Hiking to the Remote Rani Mahal Palace in Nepal
Located in the Palpa region of southwestern Nepal, a palace lies on the Kali Gandaki River nestled against the mountains, preserved from the outer world by its relative difficulty to access. It was constructed in 1893 by General Khadga Shumsher to commemorate his late wife Tej Kumari Devi. He gave it the name Rani Mahal, that translates fittingly to Queen's Palace. He fled with his family to India in 1902 and by negligence, the palace fell to ruins, and is only recently being restored by the government of Nepal. It's well off the beaten track and is a hidden gem in the southern foothills of Nepal. Read on to discover why Rani Mahal has been deemed “the Taj Mahal of Nepal”.
How to Get There
Take the road less traveled in Nepal and come to Tansen (Palpa) to explore this palace. There is a possibility of chartering a taxi or a group transport from Tansen, but these were not cheap. A couple I met coming down estimated the trip to be about 5,000NPR ($50USD) for the journey. The simplest way to visit is to prepare for a full day of hiking down from Tansen (Palpa) through the forest, down through rice paddies, rivers, small villages, and the towering mountains above to Ranighat, the location of Rani Mahal. Man Mohan in the tourist center at City View Homestay in Tansen is an amazing resource for the area and can give you exact directions from Tansen to start the trail. He will show you the road to the west of town that you follow, then the landmark gate to turn left down into the valley. Beyond that, you are fairly on your own, save for asking locals which way to Ranighat. Stick to this: when in doubt, keep heading down to the river at the bottom of the valley, and take most paths going left that lead further down.

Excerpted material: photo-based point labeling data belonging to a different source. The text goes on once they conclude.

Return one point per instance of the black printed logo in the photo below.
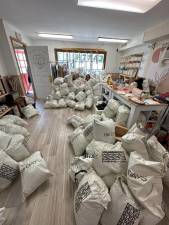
(129, 216)
(83, 192)
(113, 156)
(136, 176)
(8, 172)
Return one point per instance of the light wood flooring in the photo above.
(52, 203)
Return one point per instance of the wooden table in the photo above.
(135, 109)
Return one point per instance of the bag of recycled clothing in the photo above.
(62, 103)
(90, 119)
(89, 102)
(15, 119)
(122, 115)
(80, 96)
(29, 111)
(123, 208)
(75, 121)
(133, 141)
(57, 95)
(144, 180)
(11, 128)
(8, 170)
(80, 106)
(79, 167)
(108, 160)
(88, 132)
(90, 199)
(70, 103)
(104, 131)
(64, 90)
(78, 141)
(34, 172)
(111, 109)
(58, 80)
(71, 96)
(52, 104)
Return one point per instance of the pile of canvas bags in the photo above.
(77, 94)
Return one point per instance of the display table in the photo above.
(135, 108)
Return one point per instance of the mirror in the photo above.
(24, 69)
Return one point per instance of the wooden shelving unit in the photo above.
(130, 65)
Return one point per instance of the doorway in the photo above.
(24, 68)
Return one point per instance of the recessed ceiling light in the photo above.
(112, 40)
(55, 36)
(138, 6)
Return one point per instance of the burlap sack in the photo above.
(111, 109)
(123, 209)
(145, 183)
(8, 170)
(29, 111)
(108, 160)
(34, 172)
(90, 199)
(104, 131)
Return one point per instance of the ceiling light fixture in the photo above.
(112, 40)
(55, 36)
(138, 6)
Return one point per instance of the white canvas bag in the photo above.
(79, 167)
(144, 179)
(123, 208)
(104, 131)
(8, 170)
(90, 199)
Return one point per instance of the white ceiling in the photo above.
(86, 24)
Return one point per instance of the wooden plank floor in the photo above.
(52, 203)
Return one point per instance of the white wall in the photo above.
(112, 55)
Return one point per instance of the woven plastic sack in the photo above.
(111, 109)
(122, 115)
(144, 179)
(89, 103)
(78, 141)
(80, 96)
(70, 103)
(80, 106)
(8, 170)
(57, 95)
(135, 142)
(34, 172)
(108, 160)
(62, 103)
(29, 111)
(15, 119)
(104, 131)
(11, 128)
(71, 96)
(52, 104)
(90, 199)
(88, 132)
(123, 209)
(79, 167)
(59, 80)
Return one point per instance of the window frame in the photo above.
(82, 50)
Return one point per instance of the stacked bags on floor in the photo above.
(126, 176)
(15, 158)
(78, 94)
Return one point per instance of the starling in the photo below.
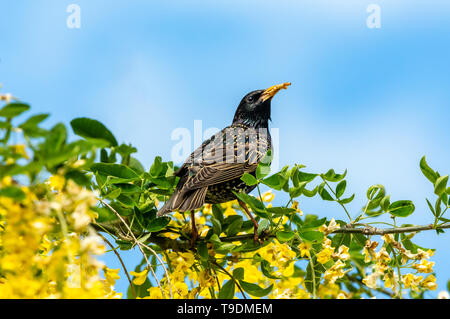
(212, 173)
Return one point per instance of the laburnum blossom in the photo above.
(332, 226)
(335, 272)
(304, 248)
(326, 253)
(52, 236)
(425, 266)
(295, 206)
(429, 283)
(412, 281)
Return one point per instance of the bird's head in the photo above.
(254, 109)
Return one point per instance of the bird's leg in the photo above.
(255, 224)
(194, 229)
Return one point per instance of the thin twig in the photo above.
(368, 230)
(121, 262)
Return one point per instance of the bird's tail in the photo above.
(183, 201)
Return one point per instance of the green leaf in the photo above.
(255, 290)
(325, 195)
(427, 171)
(13, 109)
(280, 210)
(340, 188)
(158, 224)
(331, 176)
(256, 205)
(227, 290)
(317, 269)
(128, 188)
(305, 177)
(263, 225)
(202, 250)
(12, 192)
(431, 207)
(33, 121)
(104, 214)
(263, 168)
(224, 248)
(267, 270)
(249, 179)
(89, 128)
(346, 200)
(275, 181)
(157, 167)
(375, 192)
(440, 185)
(113, 194)
(401, 208)
(115, 170)
(313, 223)
(125, 200)
(311, 236)
(310, 193)
(238, 273)
(284, 236)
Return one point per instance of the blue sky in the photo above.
(372, 101)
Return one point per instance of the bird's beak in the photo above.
(270, 92)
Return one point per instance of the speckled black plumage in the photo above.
(213, 171)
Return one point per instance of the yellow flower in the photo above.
(295, 206)
(304, 249)
(324, 255)
(371, 280)
(20, 150)
(139, 277)
(332, 226)
(335, 272)
(57, 182)
(155, 293)
(429, 283)
(411, 281)
(342, 253)
(391, 280)
(424, 266)
(268, 196)
(111, 275)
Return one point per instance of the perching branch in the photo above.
(369, 230)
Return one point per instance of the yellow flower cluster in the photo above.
(48, 248)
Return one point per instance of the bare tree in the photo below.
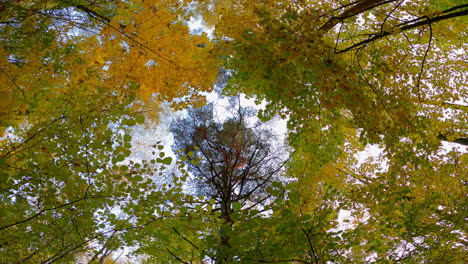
(231, 161)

As soon as you pass a "fishing resort", you will be on a main road that will lead directly down to the palace through an incredible river gorge.
Behold Rani Mahal, the Taj Mahal of Nepal
Now, I haven't been to the Taj Mahal (yet!), but the setting of this palace blew my mind. Tucked against a mountain at the confluence of Kali Gandaki River and the Ranighat gorge, the prowess of the white and blue palace glowed in the morning light as the sun rose from behind the mountains. I was so glad to have begun the hike at day break to reach Ranighat in time to watch the mist clear around the foot of the palace, and also to have saved myself the journey down in the heat of the day. It does get significantly hotter as you climb down in altitude.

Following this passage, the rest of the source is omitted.